S53B-2835
Detecting Slow Deformation Signals Preceding Dynamic Failure: A New Strategy For The Mitigation Of Natural Hazards (SAFER)

Friday, 18 December 2015
Poster Hall (Moscone South)
Sergio Vinciguerra1,2, Chiara Colombero2, Cesare Comina2 and Gessica Umili2, (1)British Geological Survey Keyworth, Nottinghamshire, United Kingdom, (2)University of Turin, Turin, Italy
Abstract:
Rock slope monitoring is a major aim in territorial risk assessment and mitigation. The use of “site specific” microseismic monitoring systems can allow to detect pre-failure signals in unstable sectors within the rock mass and to predict the possible acceleration to the failure. To this aim multi-scale geophysical methods can provide a unique tool for an high-resolution imaging of the internal structure of the rock mass and constraints on the physical state of the medium. We present here a cross-hole seismic tomography survey coupled with laboratory ultrasonic velocity measurements and determination of physical properties on rock samples to characterize the damaged and potentially unstable granitic cliff of Madonna del Sasso (NW, Italy). Results allowed to achieve two main advances, in terms of obtaining: i) a lithological interpretation of the velocity field obtained at the site, ii) a systematic correlation of the measured velocities with physical properties (density and porosity) and macroscopic features of the granite (weathering and anisotropy) of the cliff.
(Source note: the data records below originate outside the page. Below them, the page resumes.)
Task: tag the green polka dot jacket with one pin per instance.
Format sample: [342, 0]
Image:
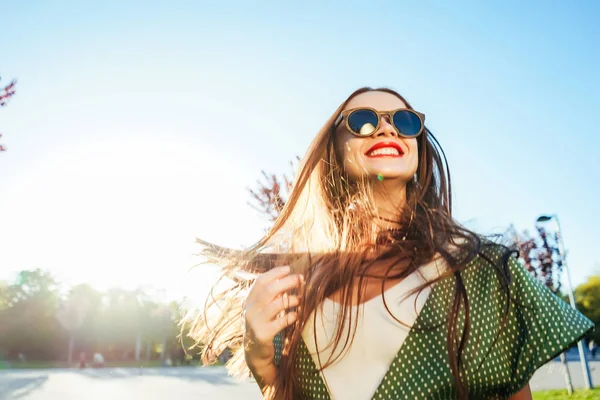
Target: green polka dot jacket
[498, 362]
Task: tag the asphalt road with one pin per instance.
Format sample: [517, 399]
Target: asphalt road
[182, 383]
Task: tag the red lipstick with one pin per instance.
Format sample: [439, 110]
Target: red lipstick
[382, 145]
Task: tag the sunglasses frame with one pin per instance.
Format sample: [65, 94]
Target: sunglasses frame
[344, 116]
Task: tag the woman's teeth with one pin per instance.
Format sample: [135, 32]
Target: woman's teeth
[385, 151]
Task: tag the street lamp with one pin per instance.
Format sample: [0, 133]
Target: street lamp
[563, 257]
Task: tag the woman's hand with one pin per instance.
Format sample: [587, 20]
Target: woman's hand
[267, 312]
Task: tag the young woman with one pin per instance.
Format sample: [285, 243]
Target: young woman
[366, 288]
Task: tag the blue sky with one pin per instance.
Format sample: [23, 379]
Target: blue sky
[139, 125]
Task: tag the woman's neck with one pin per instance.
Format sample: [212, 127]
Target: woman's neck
[388, 198]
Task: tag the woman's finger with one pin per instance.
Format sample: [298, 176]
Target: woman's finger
[279, 304]
[285, 284]
[283, 321]
[272, 275]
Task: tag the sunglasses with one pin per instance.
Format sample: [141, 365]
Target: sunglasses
[364, 121]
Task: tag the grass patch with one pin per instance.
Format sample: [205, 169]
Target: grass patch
[578, 394]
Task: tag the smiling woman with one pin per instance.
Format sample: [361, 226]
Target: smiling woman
[367, 288]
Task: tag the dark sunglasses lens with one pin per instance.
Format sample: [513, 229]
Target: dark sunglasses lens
[408, 123]
[363, 122]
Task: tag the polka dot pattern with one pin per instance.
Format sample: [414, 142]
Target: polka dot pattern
[500, 355]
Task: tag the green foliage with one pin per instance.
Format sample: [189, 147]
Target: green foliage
[39, 322]
[587, 298]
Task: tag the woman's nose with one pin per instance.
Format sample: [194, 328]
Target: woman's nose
[386, 128]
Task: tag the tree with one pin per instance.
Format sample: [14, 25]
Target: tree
[73, 312]
[27, 316]
[539, 255]
[6, 93]
[587, 297]
[271, 194]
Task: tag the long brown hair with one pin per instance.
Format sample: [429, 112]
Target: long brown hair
[326, 232]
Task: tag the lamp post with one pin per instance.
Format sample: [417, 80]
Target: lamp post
[563, 257]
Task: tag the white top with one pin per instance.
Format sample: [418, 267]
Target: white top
[378, 336]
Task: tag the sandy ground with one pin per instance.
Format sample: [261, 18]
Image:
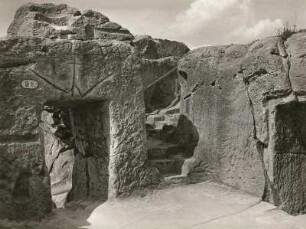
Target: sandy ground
[205, 205]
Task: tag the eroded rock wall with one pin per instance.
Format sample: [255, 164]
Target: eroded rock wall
[160, 57]
[232, 94]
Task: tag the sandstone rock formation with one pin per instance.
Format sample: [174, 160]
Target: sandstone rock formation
[160, 56]
[93, 72]
[61, 21]
[248, 104]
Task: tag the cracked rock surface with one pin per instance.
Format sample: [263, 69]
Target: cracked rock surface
[235, 96]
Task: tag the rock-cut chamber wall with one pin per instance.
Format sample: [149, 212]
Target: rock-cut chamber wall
[58, 58]
[248, 105]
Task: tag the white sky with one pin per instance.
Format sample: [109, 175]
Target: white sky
[195, 22]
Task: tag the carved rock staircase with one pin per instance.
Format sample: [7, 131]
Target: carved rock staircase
[163, 152]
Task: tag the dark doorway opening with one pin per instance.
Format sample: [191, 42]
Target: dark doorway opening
[289, 169]
[76, 144]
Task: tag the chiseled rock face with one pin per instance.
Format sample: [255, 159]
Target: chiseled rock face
[69, 73]
[247, 103]
[151, 48]
[62, 21]
[160, 56]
A microseismic monitoring system developed by the University of Turin/Compagnia San Paolo, consisting of a network of 4 triaxial geophones (4.5 Hz) connected to a 12-channel data logger, has been deployed on the unstable granitic cliff. More than 2000 events with different waveforms, duration and frequency content were recorded between November 2013 and July 2014. By inspecting the acquired events we identified the key parameters for a reliable distinction among the nature of each signal, i.e. the signal shape (in terms of amplitude, duration, kurtosis) and the frequency content (maximum frequency content and frequency distribution). Four main classes of recorded signals can be recognised: microseismic events, regional earthquakes, electrical noises and calibration signals, and unclassified events (probably grouping rockfalls, quarry blasts, other anthropic and natural sources of seismic noise).